Amphetamine, Substance Use and Its Relationship to Depression, Anxiety, and Isolation Among Youth Living With HIV
In a series of three papers, drug use and correlates were examined in youth living with HIV (YLH). Amphetamine use, other HIV-related risk acts, T-cell counts, emotional distress, coping style, and symptoms of HIV were examined in 337 HIV+ youth aged 13 to 24 (20% female; 22% African American, 27% Anglo, 35% Latino) from four cities (LA, NY, San Francisco, and Miami). One third of youth were found to have engaged in amphetamine use in their lifetime, and 21% of youths reported current use (i.e. in the last three months). Compared to non-users, users initiated other drug use at younger ages, used more types of drugs, reported more emotional distress, and employed escape coping significantly more often. Substance use pervaded the lives of these YLH. Among this sample, males had used more drugs, more often, and for longer periods than females. However, there had been major reductions in use. Being male, having high emotional distress, and having fewer negative social supports were significantly associated with greater reductions in substance use. The longer an individual had been diagnosed seropositive tended to be associated with reductions in use (p=.06). Compared to non-users, users also had more sexual partners and more sexual encounters. While users and non-users do not differ on physical symptoms or whether they have been diagnosed with AIDS, users of amphetamines report significantly higher T-cell counts than non-users.

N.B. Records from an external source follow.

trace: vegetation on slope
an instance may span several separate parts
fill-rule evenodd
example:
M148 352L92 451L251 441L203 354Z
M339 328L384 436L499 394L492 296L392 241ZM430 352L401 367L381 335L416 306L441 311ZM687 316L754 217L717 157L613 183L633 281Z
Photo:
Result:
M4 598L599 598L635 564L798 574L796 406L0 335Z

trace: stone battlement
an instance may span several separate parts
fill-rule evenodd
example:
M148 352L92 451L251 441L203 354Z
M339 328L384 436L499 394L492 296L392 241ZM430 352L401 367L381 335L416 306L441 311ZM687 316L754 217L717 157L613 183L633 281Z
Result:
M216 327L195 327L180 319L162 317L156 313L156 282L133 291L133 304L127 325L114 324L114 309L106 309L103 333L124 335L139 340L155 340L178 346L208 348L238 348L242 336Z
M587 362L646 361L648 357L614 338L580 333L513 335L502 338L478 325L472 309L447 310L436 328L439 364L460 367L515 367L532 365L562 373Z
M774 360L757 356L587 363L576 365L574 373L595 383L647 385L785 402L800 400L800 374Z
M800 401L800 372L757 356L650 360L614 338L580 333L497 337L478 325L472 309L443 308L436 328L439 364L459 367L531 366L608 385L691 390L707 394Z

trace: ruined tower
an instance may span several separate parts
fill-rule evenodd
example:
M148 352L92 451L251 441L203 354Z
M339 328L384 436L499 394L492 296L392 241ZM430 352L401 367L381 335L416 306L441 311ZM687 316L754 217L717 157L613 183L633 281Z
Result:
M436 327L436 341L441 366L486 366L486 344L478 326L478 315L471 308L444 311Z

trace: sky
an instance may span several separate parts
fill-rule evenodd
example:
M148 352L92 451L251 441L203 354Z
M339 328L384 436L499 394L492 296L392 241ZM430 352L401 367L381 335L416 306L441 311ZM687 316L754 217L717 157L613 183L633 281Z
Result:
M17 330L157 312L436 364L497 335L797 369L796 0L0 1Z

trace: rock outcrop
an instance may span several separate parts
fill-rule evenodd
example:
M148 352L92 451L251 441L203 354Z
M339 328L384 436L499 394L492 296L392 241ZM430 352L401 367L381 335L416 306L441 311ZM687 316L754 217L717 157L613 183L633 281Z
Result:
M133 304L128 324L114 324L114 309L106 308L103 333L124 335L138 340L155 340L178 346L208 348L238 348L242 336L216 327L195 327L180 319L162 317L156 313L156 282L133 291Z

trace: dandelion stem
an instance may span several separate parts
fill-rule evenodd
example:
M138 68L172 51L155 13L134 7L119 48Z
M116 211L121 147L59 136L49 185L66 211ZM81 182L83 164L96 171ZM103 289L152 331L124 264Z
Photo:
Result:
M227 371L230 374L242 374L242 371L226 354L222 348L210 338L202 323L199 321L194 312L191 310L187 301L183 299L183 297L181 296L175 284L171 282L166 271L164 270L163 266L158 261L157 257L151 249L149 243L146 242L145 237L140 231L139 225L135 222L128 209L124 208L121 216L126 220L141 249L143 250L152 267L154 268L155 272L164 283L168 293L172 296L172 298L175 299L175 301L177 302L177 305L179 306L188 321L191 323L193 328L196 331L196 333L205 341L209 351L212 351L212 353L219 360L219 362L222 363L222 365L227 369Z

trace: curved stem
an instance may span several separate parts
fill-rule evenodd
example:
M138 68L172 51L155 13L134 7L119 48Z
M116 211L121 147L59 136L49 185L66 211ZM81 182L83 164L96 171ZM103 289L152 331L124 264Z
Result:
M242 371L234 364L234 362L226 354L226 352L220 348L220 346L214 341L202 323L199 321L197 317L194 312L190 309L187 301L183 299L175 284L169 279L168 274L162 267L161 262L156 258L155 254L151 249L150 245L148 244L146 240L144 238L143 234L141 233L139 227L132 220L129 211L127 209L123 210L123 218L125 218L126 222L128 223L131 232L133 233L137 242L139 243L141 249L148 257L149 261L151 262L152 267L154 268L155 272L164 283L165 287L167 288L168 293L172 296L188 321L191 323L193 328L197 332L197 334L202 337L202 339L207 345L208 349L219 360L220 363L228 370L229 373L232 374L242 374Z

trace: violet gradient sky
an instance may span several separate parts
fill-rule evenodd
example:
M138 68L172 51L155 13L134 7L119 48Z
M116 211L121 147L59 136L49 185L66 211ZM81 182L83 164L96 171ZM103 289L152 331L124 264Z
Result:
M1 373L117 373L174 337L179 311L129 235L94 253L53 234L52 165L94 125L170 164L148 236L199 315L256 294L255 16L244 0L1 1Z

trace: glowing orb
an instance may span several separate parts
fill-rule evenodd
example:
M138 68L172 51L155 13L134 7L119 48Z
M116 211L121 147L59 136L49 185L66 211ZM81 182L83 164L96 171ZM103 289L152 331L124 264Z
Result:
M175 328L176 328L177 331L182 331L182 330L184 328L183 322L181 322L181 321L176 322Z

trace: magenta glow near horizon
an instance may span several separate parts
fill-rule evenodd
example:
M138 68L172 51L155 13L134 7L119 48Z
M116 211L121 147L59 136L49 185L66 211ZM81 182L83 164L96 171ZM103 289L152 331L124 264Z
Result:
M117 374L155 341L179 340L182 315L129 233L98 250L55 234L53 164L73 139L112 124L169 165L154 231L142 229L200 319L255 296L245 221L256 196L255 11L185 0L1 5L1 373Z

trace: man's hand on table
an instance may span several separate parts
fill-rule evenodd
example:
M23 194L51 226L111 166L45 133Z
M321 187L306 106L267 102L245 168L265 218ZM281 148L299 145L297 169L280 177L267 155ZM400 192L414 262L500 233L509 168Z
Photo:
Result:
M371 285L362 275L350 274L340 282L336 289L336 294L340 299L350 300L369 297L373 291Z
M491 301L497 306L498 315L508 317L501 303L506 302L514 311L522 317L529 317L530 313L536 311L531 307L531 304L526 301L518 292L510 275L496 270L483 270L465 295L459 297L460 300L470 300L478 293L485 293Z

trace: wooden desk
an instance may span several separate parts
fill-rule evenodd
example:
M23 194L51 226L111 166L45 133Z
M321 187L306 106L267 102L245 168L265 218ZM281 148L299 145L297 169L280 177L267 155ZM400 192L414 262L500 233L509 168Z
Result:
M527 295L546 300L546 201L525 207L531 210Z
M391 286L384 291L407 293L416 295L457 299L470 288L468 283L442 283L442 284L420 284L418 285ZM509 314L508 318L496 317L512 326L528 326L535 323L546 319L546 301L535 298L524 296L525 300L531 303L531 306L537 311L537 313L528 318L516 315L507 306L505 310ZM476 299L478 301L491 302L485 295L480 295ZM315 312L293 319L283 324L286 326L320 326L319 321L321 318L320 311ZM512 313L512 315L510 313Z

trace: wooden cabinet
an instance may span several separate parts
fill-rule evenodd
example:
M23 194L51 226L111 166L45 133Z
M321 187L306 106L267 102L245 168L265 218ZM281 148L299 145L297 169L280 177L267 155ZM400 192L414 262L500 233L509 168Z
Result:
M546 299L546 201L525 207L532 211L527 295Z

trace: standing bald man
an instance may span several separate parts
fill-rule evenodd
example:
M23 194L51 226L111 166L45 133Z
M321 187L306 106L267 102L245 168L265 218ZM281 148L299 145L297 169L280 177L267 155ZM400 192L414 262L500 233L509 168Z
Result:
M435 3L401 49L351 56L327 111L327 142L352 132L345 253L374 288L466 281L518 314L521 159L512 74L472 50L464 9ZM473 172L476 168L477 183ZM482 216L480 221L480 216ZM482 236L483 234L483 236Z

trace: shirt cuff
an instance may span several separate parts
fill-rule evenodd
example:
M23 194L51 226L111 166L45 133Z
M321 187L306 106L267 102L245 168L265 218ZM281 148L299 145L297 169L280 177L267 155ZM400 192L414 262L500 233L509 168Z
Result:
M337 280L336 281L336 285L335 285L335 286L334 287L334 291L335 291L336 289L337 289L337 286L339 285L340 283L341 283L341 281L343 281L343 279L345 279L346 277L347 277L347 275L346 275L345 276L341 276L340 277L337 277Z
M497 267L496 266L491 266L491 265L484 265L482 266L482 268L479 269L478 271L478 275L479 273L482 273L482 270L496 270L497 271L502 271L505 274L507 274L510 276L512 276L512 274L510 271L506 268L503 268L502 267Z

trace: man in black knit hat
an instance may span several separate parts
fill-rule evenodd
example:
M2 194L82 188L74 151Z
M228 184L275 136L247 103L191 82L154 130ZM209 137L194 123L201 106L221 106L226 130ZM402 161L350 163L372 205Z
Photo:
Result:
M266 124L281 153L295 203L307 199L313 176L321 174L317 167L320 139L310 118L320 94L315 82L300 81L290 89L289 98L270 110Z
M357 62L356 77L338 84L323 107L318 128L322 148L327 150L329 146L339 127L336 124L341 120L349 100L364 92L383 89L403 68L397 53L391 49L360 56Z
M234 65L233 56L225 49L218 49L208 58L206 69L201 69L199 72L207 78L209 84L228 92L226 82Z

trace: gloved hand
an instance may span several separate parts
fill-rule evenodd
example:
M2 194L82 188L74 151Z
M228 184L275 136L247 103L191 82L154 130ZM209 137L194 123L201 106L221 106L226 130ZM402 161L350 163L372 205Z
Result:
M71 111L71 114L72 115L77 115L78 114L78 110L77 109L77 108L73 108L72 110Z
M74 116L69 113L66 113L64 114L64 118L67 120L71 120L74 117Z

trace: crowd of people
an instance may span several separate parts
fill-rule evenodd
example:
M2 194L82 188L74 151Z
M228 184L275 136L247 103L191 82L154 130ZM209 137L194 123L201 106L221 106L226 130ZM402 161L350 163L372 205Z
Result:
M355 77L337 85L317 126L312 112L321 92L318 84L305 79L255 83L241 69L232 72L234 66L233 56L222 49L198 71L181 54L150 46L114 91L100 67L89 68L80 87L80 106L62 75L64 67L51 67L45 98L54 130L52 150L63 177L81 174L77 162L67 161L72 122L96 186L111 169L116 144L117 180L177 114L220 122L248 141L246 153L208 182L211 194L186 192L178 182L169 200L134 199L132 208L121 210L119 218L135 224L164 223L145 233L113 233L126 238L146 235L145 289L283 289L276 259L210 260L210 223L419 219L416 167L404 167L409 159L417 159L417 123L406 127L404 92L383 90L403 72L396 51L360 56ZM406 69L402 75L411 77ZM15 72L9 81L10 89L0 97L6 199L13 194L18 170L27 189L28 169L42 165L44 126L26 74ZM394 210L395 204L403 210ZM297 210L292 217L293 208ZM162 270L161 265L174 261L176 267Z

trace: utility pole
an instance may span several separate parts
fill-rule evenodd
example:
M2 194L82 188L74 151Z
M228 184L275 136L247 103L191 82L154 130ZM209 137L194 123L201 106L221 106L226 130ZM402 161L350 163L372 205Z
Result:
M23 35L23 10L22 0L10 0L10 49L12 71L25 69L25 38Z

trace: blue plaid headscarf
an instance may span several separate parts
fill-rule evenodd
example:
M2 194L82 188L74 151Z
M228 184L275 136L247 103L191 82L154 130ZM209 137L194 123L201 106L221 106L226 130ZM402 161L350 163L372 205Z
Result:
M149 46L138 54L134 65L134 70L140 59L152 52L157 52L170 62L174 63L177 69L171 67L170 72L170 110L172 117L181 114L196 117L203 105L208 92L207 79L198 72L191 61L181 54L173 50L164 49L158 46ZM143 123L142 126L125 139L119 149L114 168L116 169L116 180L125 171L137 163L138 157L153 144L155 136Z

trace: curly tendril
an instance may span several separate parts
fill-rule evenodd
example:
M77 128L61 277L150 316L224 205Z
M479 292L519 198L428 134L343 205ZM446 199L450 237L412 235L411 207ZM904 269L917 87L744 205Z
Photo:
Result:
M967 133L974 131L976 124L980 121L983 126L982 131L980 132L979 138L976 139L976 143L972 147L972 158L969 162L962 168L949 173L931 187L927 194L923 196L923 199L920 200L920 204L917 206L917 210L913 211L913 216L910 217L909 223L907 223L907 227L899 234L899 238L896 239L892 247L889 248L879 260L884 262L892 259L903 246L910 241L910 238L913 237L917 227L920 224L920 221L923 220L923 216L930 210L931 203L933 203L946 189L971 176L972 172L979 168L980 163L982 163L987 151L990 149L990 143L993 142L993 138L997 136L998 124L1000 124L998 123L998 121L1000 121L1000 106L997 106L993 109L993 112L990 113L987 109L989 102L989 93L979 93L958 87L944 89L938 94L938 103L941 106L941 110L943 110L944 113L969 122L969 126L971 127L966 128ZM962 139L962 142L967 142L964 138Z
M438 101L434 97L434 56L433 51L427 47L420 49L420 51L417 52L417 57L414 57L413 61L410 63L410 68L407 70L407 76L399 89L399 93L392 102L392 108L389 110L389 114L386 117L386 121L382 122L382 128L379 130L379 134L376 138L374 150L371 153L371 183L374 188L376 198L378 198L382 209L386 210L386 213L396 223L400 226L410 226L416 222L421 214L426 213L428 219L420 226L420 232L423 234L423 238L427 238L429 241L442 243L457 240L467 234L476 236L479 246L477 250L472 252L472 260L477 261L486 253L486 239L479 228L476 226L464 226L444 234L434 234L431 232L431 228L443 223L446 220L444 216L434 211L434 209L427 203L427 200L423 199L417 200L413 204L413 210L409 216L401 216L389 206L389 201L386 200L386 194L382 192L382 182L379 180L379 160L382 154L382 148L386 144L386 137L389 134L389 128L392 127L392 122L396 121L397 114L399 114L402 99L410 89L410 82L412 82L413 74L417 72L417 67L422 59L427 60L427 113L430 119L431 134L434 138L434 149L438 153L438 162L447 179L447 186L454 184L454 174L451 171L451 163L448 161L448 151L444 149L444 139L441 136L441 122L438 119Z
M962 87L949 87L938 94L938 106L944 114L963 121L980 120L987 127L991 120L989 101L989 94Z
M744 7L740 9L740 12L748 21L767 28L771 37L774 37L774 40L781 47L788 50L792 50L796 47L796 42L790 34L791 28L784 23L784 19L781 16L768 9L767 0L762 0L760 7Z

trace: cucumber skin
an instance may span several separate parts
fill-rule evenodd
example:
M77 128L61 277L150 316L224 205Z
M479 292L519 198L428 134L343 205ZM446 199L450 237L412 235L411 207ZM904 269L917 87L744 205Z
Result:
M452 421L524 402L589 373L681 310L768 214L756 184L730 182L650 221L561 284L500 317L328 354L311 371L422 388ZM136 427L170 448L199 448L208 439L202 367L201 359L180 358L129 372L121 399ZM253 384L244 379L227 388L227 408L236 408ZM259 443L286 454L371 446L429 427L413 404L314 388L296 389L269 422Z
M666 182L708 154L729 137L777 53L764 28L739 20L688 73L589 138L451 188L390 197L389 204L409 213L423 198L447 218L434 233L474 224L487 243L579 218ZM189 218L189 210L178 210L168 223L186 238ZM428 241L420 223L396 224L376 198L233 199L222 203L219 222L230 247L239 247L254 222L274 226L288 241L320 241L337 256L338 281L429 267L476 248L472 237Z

Despite poor psychosocial functioning, amphetamine users were found to have higher T-cell counts than other YLH. The continued high-risk profile of transmission acts among users suggests that preventive interventions must target specific drugs used by YLH. As the number of youths infected with HIV rises, secondary prevention programs are needed to help youths living with HIV meet three goals:
1) increase self-care behaviors, medical adherence, and health-related interactions; 2) reduce transmission acts; and 3) enhance their quality of life. Based on modifications of the social action model, a small group intervention was developed and tested in this population. Rotheram-Borus, M.J., Mann, T., and Chabon, B. Amphetamine Use Among Youths Living with HIV. AIDS Education and Prevention, In Press; Rotheram-Borus, M.J., Murphy, D.A., Swendeman, D., Chao, B., Chabon, B., Zhou, S., and Birnbaum, J. Substance Use and its Relationship to Depression, Anxiety, and Isolation Among Youth Living with HIV. International Journal of Behavioral Medicine, In Press; Rotheram-Borus, M.J., and Miller, S. Secondary Prevention for Youths Living with HIV. AIDS Care, 10(1), pp. 17-34. 1998.